Der Beruf Prozesstechniker*in kann in einer Lehre in 3,5 Jahren erlernt werden. Dabei sammeln die Auszubildenden in den Ausbildungsbetrieben praktische Erfahrungen und lernen in der Berufsschule die notwendigen theoretischen Inhalte. Sie erfahren in der Ausbildung, wie Fertigungsmaschinen funktionieren und erlernen dafür auch theoretische Grundlagen des Maschinenbaus.

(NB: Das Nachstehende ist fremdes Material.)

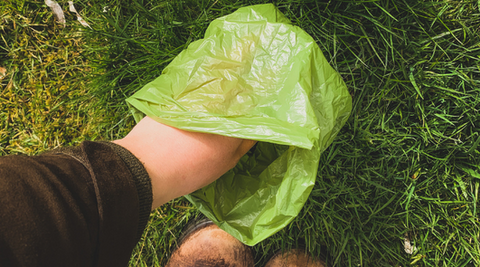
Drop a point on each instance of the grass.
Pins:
(406, 164)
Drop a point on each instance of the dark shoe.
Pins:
(206, 245)
(294, 258)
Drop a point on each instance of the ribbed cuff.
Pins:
(142, 183)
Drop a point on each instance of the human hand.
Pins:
(180, 162)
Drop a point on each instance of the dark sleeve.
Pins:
(83, 206)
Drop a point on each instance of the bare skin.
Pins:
(180, 162)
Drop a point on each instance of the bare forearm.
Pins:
(180, 162)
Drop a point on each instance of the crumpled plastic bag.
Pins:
(254, 76)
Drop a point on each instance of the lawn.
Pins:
(399, 185)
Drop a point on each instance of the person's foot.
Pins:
(294, 258)
(205, 244)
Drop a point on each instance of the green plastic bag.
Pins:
(254, 76)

Zum weiteren Berufsbild auf kärntnerjobs.at

Berufsbild Maschinenbautechniker*in

Je nach Branche liegt das Gehalt in der Lehre zwischen:

  • € 724,- und € 1.043,- im ersten Lehrjahr
  • € 914,- und € 1.303,- Euro im zweiten Lehrjahr
  • € 1.167,- und € 1.659,- Euro im dritten Lehrjahr 
  • € 1.264,- und € 1.867,- Euro im vierten Lehrjahr

Berufsaussichten und Karrierechancen in der Prozesstechnik

Aufgrund der anhaltenden Digitalisierung und Automatisierung nimmt der Einsatz und die Bedeutung der automatisierten Produktion zu. Damit auch die Bedeutung der sogenannten MINT-Berufe

Was bedeutet MINT?

MINT steht für die Bereiche

  • Mathematik,
  • Informatik,
  • Naturwissenschaft und
  • Technik, wozu auch der Beruf Prozesstechniker*in zählt.

Dementsprechend sind die Berufsaussichten sehr gut. Allerdings besteht Konkurrenz durch Absolvent*innen verwandter Lehrberufe und berufsbildender Schulen. 

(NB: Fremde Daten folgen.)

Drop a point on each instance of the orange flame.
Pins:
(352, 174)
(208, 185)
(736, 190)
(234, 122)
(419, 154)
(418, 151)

Weiterbildungen und Zusatzqualifikationen verbessern die Chance am Arbeitsmarkt.

Die Zahl der Lehrlinge ging in den vergangenen Jahren stetig etwas zurück, wobei der Frauenanteil leicht gestiegen ist. Dennoch sind mehr als 80 Prozent der Lehrlinge nach wie vor männlich.

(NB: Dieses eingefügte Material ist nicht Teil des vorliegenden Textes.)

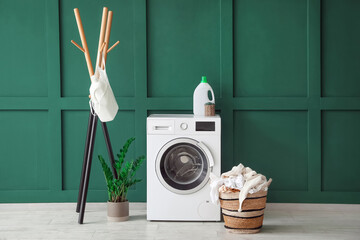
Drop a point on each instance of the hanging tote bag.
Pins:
(102, 97)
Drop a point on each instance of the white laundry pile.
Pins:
(240, 178)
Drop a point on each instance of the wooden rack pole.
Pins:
(115, 44)
(107, 37)
(83, 41)
(102, 34)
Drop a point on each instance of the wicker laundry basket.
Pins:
(250, 219)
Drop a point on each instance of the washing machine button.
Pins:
(183, 126)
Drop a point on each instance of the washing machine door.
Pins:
(183, 165)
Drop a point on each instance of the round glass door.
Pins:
(182, 166)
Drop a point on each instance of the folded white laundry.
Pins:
(215, 184)
(239, 177)
(235, 182)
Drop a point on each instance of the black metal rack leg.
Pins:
(91, 119)
(109, 148)
(87, 170)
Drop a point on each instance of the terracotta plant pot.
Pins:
(118, 211)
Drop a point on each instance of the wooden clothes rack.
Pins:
(103, 50)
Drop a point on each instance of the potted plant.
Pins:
(118, 205)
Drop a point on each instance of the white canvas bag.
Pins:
(102, 97)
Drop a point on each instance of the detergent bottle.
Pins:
(201, 97)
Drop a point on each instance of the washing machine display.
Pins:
(182, 166)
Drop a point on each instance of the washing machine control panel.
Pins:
(183, 126)
(205, 126)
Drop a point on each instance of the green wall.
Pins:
(286, 74)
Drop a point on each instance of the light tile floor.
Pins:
(282, 221)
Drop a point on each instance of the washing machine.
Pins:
(182, 151)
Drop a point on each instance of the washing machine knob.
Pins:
(183, 126)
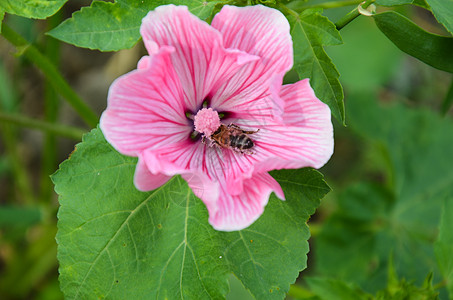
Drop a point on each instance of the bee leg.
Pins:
(250, 132)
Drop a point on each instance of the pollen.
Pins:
(206, 121)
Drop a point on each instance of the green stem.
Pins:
(351, 15)
(333, 4)
(51, 73)
(67, 131)
(21, 181)
(440, 285)
(298, 292)
(287, 11)
(19, 171)
(448, 101)
(49, 153)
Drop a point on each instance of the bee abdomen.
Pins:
(241, 142)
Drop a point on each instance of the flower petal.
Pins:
(260, 31)
(304, 139)
(144, 108)
(257, 30)
(200, 60)
(239, 211)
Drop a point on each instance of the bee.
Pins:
(233, 137)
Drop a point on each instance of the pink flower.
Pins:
(198, 77)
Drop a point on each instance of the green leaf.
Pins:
(36, 9)
(443, 11)
(19, 216)
(374, 221)
(444, 244)
(109, 26)
(432, 49)
(358, 72)
(118, 243)
(310, 32)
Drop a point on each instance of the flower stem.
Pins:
(51, 73)
(326, 5)
(351, 15)
(59, 129)
(51, 107)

Das Gehalt von Prozess­techniker*innen

Das Gehalt variiert je nach Region, Ausbildung und Branche. Nach Abschluss der Lehre oder mittleren/höheren Schulen liegt das Einstiegsgehalt zwischen € 1.460,- bis € 2.530,- Euro brutto pro Monat. Nach Abschluss eines Studiums steigt das Einstiegsgehalt auf € 2.500,- bis € 3.190,- Euro pro Monat. 

UNSER FAZIT FÜR DICH

Der Beruf Prozesstechniker*in ist ein vielfältiger, besonders, da die automatisierte Produktion in unterschiedlichen Branchen an Bedeutung gewinnt. Dementsprechend bringt der Beruf auch gute Aussichten am Arbeitsmarkt mit sich. Zwar sind weibliche Auszubildende noch in der Unterzahl, doch immer mehr Frauen entdecken den Lehrberuf und die damit verbundenen Chancen für sich.